``THEY look so cute out there,'' said sculpture artist Ross Byers as he scanned the environmental clay sculptures that hugged the rocky outcrops of Devonport's Mersey Bluff.
Participants in Byers's Tidal Zone workshops have created and installed clay sculptures that mimic urban architecture but use the environment as a major inspiration.
The sculptures will be on display in the natural environment for the public to view for an undetermined time.
``It has been really good because there have been many different people who have come to work on it,'' Byers said.
``I had some ideas of how we could begin, and ideas about what we could do, but a lot of it really depended on who I met as to what tangents we went on when we starting creating.''
Byers said the workshops started with a stint of physical exercise and a stream of consciousness drawing exercise.
``It diffuses a lot of inhibitions that people have . . . They actually felt really good emotionally, and thought they were more present, and their concerns on the outside world really fell away,'' he said.
``Some of the children did mushroom houses, and that was really quite sweet.

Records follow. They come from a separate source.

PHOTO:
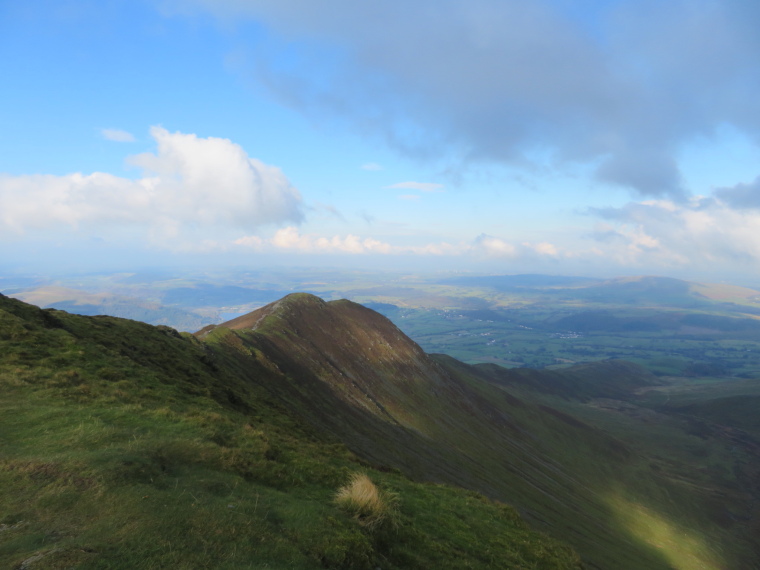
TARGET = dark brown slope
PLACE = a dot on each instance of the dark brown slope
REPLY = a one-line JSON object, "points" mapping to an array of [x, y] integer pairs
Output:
{"points": [[354, 375]]}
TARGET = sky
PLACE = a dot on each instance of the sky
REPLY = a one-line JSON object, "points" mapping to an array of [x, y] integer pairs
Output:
{"points": [[583, 137]]}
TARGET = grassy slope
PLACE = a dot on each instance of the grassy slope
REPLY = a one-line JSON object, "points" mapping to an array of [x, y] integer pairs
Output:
{"points": [[690, 437], [129, 446], [443, 420]]}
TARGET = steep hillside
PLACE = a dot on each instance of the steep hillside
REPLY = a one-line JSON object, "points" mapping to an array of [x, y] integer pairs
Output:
{"points": [[353, 374], [131, 446], [130, 442]]}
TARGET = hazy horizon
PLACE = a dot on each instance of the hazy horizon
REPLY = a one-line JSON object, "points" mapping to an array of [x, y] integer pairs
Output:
{"points": [[498, 137]]}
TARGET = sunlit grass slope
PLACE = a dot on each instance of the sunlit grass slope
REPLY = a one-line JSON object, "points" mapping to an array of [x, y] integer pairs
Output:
{"points": [[354, 374], [129, 446]]}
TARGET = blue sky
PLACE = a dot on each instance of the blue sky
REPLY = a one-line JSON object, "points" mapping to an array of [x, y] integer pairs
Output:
{"points": [[590, 137]]}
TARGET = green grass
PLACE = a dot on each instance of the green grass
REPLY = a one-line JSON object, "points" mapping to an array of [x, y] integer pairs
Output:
{"points": [[126, 446]]}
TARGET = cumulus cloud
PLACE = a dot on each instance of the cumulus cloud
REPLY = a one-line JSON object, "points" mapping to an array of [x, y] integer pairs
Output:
{"points": [[421, 186], [190, 184], [117, 135], [622, 85]]}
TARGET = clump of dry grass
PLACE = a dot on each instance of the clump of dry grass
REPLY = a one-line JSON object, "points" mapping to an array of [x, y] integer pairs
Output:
{"points": [[368, 504]]}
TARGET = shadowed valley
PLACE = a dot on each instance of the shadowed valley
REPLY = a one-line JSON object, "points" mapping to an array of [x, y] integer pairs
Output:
{"points": [[227, 447]]}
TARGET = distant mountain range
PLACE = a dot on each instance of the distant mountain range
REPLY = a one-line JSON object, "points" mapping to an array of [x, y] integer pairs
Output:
{"points": [[129, 445]]}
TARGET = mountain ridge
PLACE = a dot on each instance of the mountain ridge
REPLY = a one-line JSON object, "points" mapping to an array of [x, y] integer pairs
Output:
{"points": [[354, 380]]}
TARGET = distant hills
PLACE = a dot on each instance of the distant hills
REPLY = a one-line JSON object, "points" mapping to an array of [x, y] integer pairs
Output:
{"points": [[135, 445]]}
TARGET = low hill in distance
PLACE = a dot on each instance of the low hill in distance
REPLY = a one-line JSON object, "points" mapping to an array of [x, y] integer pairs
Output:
{"points": [[130, 442]]}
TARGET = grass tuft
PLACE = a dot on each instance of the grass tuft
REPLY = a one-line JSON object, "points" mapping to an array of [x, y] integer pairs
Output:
{"points": [[364, 501]]}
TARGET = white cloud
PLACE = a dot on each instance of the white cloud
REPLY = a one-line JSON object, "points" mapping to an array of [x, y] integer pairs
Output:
{"points": [[422, 186], [117, 135], [189, 185], [491, 246], [290, 239], [698, 233], [622, 85]]}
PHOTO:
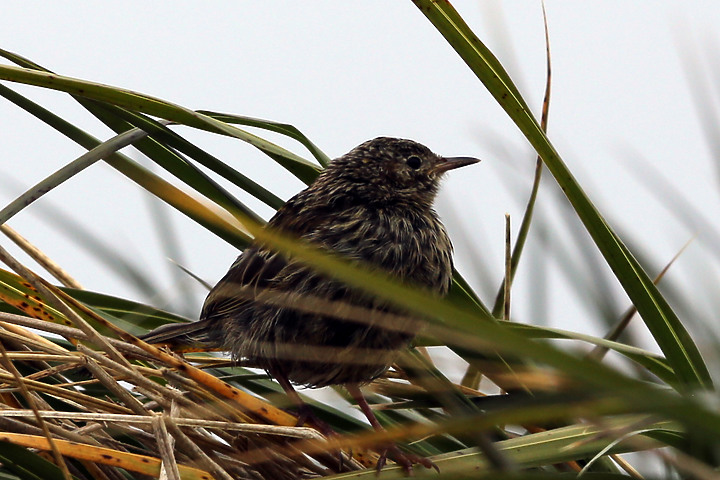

``A mother and daughter ended up making a treehouse sculpture that ended up being very, very beautiful.
``Another two people had works that were distinctly architectural, with polished cutting lines.
``I think you really start to see the individual signatures of people.''
Byers said he believed the works would deteriorate with time, and age gracefully.
``They truly are going to return to the earth in a way that won't impose or damage the environment,'' he said.